Going on holiday if there is an existing child arrangements order
If you have been in court proceedings previously and a child arrangements order exists, you will most likely be aware that the parent with whom the child is to live, as recorded in the order, does not require the consent of the other parent to take their child on holiday for a period of up to one month. This is provided for by the Children Act 1989 and this extends to international travel. Whilst the Children Act 1989 does not state that it is mandatory for a parent with the benefit of a ‘live with’ order to obtain the consent of the other parent, this does not mean that they should not discuss the prospective holiday with the other parent in an attempt to obtain consent.

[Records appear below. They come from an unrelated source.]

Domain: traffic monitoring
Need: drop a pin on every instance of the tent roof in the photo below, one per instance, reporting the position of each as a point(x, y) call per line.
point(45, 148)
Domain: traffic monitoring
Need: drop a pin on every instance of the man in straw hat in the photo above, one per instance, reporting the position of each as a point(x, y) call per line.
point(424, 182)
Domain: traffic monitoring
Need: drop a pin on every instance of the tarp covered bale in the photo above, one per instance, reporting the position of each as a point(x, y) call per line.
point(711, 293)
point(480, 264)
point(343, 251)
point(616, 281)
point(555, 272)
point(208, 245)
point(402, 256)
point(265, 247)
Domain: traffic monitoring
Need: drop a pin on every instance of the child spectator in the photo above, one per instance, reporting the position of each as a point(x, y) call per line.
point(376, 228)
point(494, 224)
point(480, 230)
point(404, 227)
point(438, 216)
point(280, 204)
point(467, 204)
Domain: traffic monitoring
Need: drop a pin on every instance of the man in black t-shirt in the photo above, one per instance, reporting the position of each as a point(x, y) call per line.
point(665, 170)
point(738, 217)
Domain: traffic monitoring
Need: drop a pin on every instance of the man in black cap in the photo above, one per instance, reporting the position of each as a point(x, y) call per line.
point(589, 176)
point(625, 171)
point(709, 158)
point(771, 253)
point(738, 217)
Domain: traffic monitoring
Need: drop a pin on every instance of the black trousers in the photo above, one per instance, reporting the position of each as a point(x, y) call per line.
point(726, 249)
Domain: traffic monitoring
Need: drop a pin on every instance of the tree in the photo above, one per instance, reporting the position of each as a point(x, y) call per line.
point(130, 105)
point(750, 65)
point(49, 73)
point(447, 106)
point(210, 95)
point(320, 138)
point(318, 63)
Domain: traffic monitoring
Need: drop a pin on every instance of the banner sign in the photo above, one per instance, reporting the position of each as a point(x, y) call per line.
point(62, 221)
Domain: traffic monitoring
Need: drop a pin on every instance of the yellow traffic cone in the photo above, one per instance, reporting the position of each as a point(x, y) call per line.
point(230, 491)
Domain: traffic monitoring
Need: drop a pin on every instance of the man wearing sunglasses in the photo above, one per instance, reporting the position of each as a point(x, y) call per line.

Regardless of whether there is an existing order, as per the Child Abduction Act 1984, it is still a criminal offence to remove a child from the jurisdiction without the consent of the other parent even if that parent has the benefit of a ‘live with’ order. However, if the other parent has unreasonably refused consent or you had taken all reasonable steps to communicate your intentions of a holiday to the other parent, then this will act as a defence to the suggest of ‘abduction’.
To avoid any unnecessary conflict arising, it is clearly always best to consult the other parent in situations such as this for the purposes of transparency and to promote effective co-parenting for the benefit of the child.
Going on holiday if there is no existing child arrangements order
If, however, there have been no previous proceedings and there is no pre-existing court order, you must consult all other parties with parental responsibility (ordinarily, this is usually just the other parent) and obtain consent before removing the child from the jurisdiction.
If your ex-partner is happy to provide consent to the child being taken on holiday, the consent should be in writing and duly signed by both parents. The contact details of your ex-partner who will not be attending the holiday should also be included. This is not a mandatory requirement by law, however, it is helpful to note purely for practical purposes in the event that there are any issues with customs officials at a UK or foreign border. Further, simply to avoid any delays in customs, it is also helpful to have documentation evidencing your relationship to the child such as the child’s birth certificate.
If your ex-partner does not agree to the child being taken on holiday, you may need to consider an application to court under section 8 of the Children Act 1989 for a specific issue order. To simplify, you will be asking the court to deal with the specific issue in dispute i.e. whether the child should go on holiday. The court will consider all facts of the case with reference to various factors found within section 1(3) of the Children Act 1989, known as the ‘welfare checklist’ and will ultimately make an order that it considers to be in the best interests of the child.
What is the best way to approach the topic with my ex-partner?
As with all aspects of life, forward planning is crucial. By planning a holiday far in advance, this will allow you opportunity to provide your ex-partner with your suggested holiday plans, location, duration of holiday etc and this ultimately leaves you plenty of time to resolve any queries or concerns your ex-partner may have. This will also allow your ex-partner time to digest your suggested holiday plans and reflect on the fact that this will most likely be an enjoyable experience for the child.